Trey Burke was waived by the Philadelphia 76ers following their trade to acquire Alec Burks from the Warriors. Burke is known mostly as a shooter, and in 25 appearances for the 76ers this season he shot a little over 42% from 3. He is also another strong ball-handler that could help initiate the offense for LA. Burke, however, is a bit of a defensive liability and is not that much of a different player than current Lakers guard Quinn Cook. Clearly, Frank Vogel does not think Cook should be playing over Rondo. Would this move really help the Lakers improve? Unless they decide to take a chance, Burke might not be the best option.
J.R Smith has not played in an NBA game since November of 2018, but the Lakers are reportedly bringing in the guard for a workout. Smith is a former teammate of LeBron James and won a title with him in Cleveland. J.R was a intricate piece of that miraculous comeback against the Warriors. If Smith is anywhere near the player he was then, the 37.4% career shooter from behind the arc could be a great 3 & D option for Los Angeles off the bench. Provided, that is, he can stay focused and keep an eye on the clock.

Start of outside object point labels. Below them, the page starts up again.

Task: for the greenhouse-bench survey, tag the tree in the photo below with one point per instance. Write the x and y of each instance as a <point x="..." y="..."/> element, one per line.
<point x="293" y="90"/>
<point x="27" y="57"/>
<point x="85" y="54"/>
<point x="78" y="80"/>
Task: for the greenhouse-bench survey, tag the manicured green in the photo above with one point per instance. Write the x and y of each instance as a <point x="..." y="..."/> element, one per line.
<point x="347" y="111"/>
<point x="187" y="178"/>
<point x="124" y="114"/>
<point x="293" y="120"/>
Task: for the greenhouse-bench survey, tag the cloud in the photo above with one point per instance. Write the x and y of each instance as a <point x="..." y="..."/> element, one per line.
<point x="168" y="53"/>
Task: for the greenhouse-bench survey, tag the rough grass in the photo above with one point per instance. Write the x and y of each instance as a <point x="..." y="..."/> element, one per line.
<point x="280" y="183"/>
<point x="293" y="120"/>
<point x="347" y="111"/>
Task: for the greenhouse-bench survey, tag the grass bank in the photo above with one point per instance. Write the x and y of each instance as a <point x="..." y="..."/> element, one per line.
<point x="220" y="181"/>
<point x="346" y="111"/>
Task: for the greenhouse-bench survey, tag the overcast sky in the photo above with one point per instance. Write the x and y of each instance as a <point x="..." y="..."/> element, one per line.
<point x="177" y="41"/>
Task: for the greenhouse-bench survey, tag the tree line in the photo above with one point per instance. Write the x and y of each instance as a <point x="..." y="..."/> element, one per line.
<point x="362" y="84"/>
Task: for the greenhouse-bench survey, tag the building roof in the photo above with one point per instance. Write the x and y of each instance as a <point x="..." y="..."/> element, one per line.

Alex Caruso simply needs to be getting more minutes. At the end of the day, the most obvious solution to the Lakers biggest weakness currently sits on their bench. Rajon Rondo is currently getting 21 minutes per game compared to Caruso’s 18.2. And it’s not that close. Frank Vogel is keeping Rondo in the game for too long of spurts and allows the offense to sputter for too long. The team shoots 35.6% from deep when Caruso sits and Rondo plays. Conversely, they shoot 36.8% from behind the arc when Caruso is on the floor and Rondo isn’t. The Lakers simply improve offensively when Caruso is playing. Additionally, the Lakers are averaging 1.11 points per attempt on drives and .96 points per shot on jumpers while Caruso is on the floor. Comparatively, the team scores just 1.04 points per shot on drives and .90 points per shot on jumpers when Rondo is in the game. Vogel needs to move Rondo to a role similar to Jared Dudley, that of a glorified assistant coach (Love you, Dudz). Alex Caruso deserves, at a minimum, 25 minutes per game. It can’t be more obvious to the Lakers coaching staff and front office.
The Lakers need to address what happens to the offense when LeBron sits, whether they sign someone or not. Rajon Rondo cannot be getting 15 to 20 minutes a game, especially when he is often a team-worst in +/- in comparison to minutes played. He is a liability offensively and defensively, kills spacing, and often single-handedly halts any momentum the Lakers have. If the Lakers do not sign a veteran guard, Frank Vogel needs to give Rondo’s minutes to players within, such as Alex Caruso, as well as Quinn Cook, or maybe even someone from the South Bay Lakers, like Talen Horton-Tucker. Whatever it may be, Vogel needs to find a solution fast to the Rondo problem, because the rotation as presently constructed is not built to succeed against the elite come playoff time.